RFC: Change indexing on string object to error for unknown keys

This commit is contained in:
Arseny Kapoulkine 2021-09-27 18:41:27 -07:00 committed by GitHub
parent 43b803b267
commit 50a124ca31
Signed by: DevComp
GPG key ID: 4AEE18F83AFDEB23

View file

@ -0,0 +1,99 @@
# Change indexing on string object to error for unknown keys
## Summary
Instead of indexing on string objects returning `nil` for keys that aren't methods on the `string` global, emit an error to surface a likely bug early.
## Motivation
string is the only non-primitive type, other than tables, that supports indexing by default.

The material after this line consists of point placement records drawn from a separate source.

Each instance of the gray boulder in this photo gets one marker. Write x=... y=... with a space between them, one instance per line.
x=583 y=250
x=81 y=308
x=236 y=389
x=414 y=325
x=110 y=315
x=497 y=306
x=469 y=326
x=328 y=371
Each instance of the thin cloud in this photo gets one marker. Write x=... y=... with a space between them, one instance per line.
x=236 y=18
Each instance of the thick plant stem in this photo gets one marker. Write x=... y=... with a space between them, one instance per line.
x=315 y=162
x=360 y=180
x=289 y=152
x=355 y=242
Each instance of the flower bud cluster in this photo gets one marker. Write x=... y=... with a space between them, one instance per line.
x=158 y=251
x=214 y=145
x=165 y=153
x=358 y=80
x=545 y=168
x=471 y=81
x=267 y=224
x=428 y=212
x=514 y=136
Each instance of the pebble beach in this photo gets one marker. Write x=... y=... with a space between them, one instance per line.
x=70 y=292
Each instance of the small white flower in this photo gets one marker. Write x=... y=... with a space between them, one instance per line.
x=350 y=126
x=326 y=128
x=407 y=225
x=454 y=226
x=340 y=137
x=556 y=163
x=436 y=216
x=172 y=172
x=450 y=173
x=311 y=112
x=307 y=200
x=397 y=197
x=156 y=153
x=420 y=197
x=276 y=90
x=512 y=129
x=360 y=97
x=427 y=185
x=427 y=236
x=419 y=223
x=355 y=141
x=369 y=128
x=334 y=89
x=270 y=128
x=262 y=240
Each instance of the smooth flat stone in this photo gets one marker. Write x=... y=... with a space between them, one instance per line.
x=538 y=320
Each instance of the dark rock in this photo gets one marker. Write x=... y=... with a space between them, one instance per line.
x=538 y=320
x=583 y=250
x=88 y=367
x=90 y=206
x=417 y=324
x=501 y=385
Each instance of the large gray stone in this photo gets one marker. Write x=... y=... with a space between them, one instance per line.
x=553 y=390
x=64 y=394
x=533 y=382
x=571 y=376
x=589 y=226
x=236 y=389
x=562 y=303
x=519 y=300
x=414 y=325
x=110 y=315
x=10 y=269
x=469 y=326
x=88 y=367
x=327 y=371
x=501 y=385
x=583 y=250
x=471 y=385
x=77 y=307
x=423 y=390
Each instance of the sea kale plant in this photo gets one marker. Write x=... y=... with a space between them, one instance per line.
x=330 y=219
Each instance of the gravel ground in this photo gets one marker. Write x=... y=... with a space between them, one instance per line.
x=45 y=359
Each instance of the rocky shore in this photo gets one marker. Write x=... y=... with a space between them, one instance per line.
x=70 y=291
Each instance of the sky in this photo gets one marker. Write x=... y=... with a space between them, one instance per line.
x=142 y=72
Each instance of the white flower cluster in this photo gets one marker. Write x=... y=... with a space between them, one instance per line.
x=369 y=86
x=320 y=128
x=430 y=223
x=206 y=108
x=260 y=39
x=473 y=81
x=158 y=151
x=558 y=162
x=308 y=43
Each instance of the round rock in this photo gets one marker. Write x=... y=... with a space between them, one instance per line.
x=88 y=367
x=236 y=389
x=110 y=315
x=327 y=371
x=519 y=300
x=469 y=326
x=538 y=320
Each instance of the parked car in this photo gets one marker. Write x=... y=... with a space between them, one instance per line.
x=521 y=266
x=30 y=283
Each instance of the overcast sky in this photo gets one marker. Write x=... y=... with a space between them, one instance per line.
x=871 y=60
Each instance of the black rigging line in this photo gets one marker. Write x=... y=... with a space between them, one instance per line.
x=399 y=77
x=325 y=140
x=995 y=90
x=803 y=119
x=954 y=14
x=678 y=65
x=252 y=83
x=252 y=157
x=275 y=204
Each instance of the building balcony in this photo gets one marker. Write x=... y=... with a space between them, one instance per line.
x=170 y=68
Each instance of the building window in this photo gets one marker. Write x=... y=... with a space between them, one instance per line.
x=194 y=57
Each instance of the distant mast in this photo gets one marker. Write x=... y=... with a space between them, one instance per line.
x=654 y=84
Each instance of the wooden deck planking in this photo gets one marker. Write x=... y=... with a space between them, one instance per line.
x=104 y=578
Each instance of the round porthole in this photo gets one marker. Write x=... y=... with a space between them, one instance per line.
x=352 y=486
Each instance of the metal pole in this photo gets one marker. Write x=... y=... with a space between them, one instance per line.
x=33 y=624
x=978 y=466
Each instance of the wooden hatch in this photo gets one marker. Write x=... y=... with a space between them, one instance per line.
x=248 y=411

This depends on the host configuration, but by default all versions of Lua and Luau
configure the global metatable for string type to be `{ __index = string }`, where `string` here is the global string function table, containing methods such as `format` and `sub`.
This is necessary to support method calls[^1] on string objects, such as `("%d"):format(42)`. As a byproduct of metatable lookup rules, it also means that using a key that doesn't
exist in the `string` global table results in `nil` being returned.
This is problematic, because this hides errors from people who a new to the language when they try to index a string using numbers:
```lua
local ch = str[2] -- returns nil; instead this should be str:sub(2) or str:byte(2)
```
as well as making accidental errors when traversing data structures more difficult to discover:
```lua
if player.Name and player.Name.Health > 100 then -- meant to use player.Health, now this condition is always false
...
end
```
When type checking is used, it should be able to surface both kinds of errors, but especially in non-strict mode there are often cases when type checking doesn't know the
type of an object being indexed, and can't therefore emit an error.
## Design
Right now the global metatable for string type is set to `{ __index = string }`. This means that indexing of strings is forwarded to string global, which returns nil on keys that
aren't present.
Instead, we're going to use a chain of two metatables like this (pseudocode):
```lua
-- variant 1
MT1 = { __index = MT2 }
MT2 = { ...string fields } with metatable MT3
MT3 = { __index = noindex }
noindex = function() error("indexing is not supported on strings") end
```
As a result, all lookups will go to MT2 instead of string global, and if they use a valid method name, it's going to be found in the table, but unknown keys will trigger a
second-level metatable lookup which will call `noindex` function, producing an error.
As a result, some programs may change behavior and start generating errors when previously they produced `nil`. The premise of this proposal is that code like this likely
is incorrect to begin with, and the error is just being hidden.
Note that the pseudo-code above is a sketch that is easy to understand, but in practice there's two alternative formulations where one of the tables uses itself as a metatable:
```lua
-- potentially more efficient variant 2
MT1 = { ... string fields, __index = MT2 } with metatable MT1
MT2 = { __index = noindex }
-- potentially more efficient variant 3
MT1 = { __index = MT2 }
MT2 = { ... string fields, __index = noindex } with metatable MT2
```
It is likely that variant 2 is the most efficient one because it results in just a single table (MT1) being accessed on fast paths, but we will use whichever variant
ends up being faster in practice.
## Drawbacks
This change technically breaks backwards compatibility, because it renders technically valid programs invalid. For example, this code works as long as the input is a table
or a string today, but will break after this change:
```
function kind(v)
return v.kind and v.kind or tostring(v)
end
```
This change makes the core object structure slightly more complicated because instead of just a single hidden metatable on strings we get two.
This change means that if the embedder customizes the string global table, all the additions must be replicated manually in the extra hidden metatable, which complicates the setup.
## Alternatives
Besides the obvious alternative, which is "do nothing", a variant of this change that was at some point [present in the upstream code](https://github.com/lua/lua/commit/8980c630bf40e05dad71ded377e3d0f0a17b076c), but was removed before being released in any
point release, was considered: instead of adding extra metatables, `string` global could gain a `__index` key (referring to `noindex`) and set itself as its own metatable.
This change is easier mechanically since it doesn't have some drawbacks of this proposal (keeps structure easier to understand and is transparently compatible with extensions to string table),
but in addition to changing semantics on string object lookup it also changes it for lookups to string global, which means that code like this is no longer valid:
```
if string.pack then
... -- code compatible with Lua 5.3 / Luau
end
```
As such this alternative is believed to be more surprising than the proposed design.
[^1]: It's unfortunate that this feature was added to Lua decades ago, but it's so fundamental that removing it will break most programs in existence.